On a day so picture-perfect it's almost a cliché, chef Gabe Garcia and grower Dave Pommer wind their way through acres of vegetables and fruit trees in Santa Paula. From where these two friends and business associates stand, it's shades of green as far as the eye can see, bordered only by mountains and a blue, cloudless sky.

Every week or so, Garcia, executive chef of Tierra Sur at Herzog Wine Cellars (TierraSurAtHerzog.com) in Oxnard, heads to the property Pommer tends for a sneak peak at what will be on the restaurant's menu.

"It's revitalizing," Garcia says, squinting under his burgundy baseball cap and taking in the scene. "It's my secret hideaway," he adds, smiling.

Pommer, who has a background in citrus and avocado management, grows three to 10 acres of crops on the property, depending on the season. Through his DP Produce business, he grows squash, tomatoes, green beans, arugula, carrots, chard, kale and more; many are heirlooms or unusual varieties. All are in high demand by restaurants and caterers.

The two men, who bonded over a shared love of vintage Volkswagens, have known each other about six years. Garcia, then a line cook, sought out Pommer after he arrived at Tierra Sur in a VW Thing to deliver produce to the restaurant. Garcia loved Pommer's eclectic taste in vehicles and his produce.

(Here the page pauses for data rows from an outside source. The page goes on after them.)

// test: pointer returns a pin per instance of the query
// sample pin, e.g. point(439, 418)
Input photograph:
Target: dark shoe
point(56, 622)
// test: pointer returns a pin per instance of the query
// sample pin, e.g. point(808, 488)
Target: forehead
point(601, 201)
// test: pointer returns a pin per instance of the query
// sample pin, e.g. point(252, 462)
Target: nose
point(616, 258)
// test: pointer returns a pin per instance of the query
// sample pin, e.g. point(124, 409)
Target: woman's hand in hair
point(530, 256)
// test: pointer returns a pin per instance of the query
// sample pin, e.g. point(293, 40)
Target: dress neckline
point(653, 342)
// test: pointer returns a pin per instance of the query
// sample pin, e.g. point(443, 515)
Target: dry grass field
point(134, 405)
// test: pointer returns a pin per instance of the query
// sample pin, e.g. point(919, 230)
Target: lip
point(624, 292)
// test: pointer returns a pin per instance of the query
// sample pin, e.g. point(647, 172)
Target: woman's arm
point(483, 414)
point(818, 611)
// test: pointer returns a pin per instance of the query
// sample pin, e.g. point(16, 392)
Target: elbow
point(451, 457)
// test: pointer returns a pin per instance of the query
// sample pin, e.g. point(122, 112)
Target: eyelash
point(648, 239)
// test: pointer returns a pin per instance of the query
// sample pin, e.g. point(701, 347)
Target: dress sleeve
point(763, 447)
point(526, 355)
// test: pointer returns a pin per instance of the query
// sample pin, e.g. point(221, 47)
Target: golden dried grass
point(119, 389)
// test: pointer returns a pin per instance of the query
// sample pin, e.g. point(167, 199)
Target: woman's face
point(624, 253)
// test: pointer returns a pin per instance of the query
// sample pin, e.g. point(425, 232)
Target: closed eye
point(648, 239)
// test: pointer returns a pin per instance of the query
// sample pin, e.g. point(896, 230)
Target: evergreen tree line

He started visiting the Santa Paula property with then-executive chef Todd Aarons and discovered a world of unfamiliar – yet delicious – vegetables. From the start, as they walked the rows, Pommer plucked produce and had Garcia sample it.

"This guy," says Garcia, cocking his head toward the T-shirt-clad Pommer, "taught me when it's right, it's right." Meaning, he says, crops only can be harvested when they're fully ripe – and not any time before, even if the timing doesn't match the menu's demand.

On this day, they stop at the new-to-market purple Shiraz pea pods clinging to lines strung between wooden posts. Bending down, Pommer searches among the vines for the few eggplant-colored pods left at the end of the season. As Garcia cradles them in his palm, he says the pea pods are simply sautéed at the restaurant to highlight their freshness and color. (If the peas are blanched, they lose their striking hue.)

Garcia brings his line cooks to the property two to three times a year to show them the connection between what they're cooking and where it came from. There's a responsibility to honor what Pommer has spent so much time and energy tending: "We can't mess up his hard work," Garcia says.

Pommer and Garcia continue, encountering several types of artichokes, kales, lettuces, onions, spouted broccoli, Swiss chard. . .

They've been out here almost two hours, walking, talking, exploring, tasting.

Circling back to the property's edge, Garcia pays Pommer the highest compliment – he credits the grower with unleashing his passion as a chef.

The two men then climb into "The Rocket," Pommer's 1968 VW bus, and head off to another property down the road.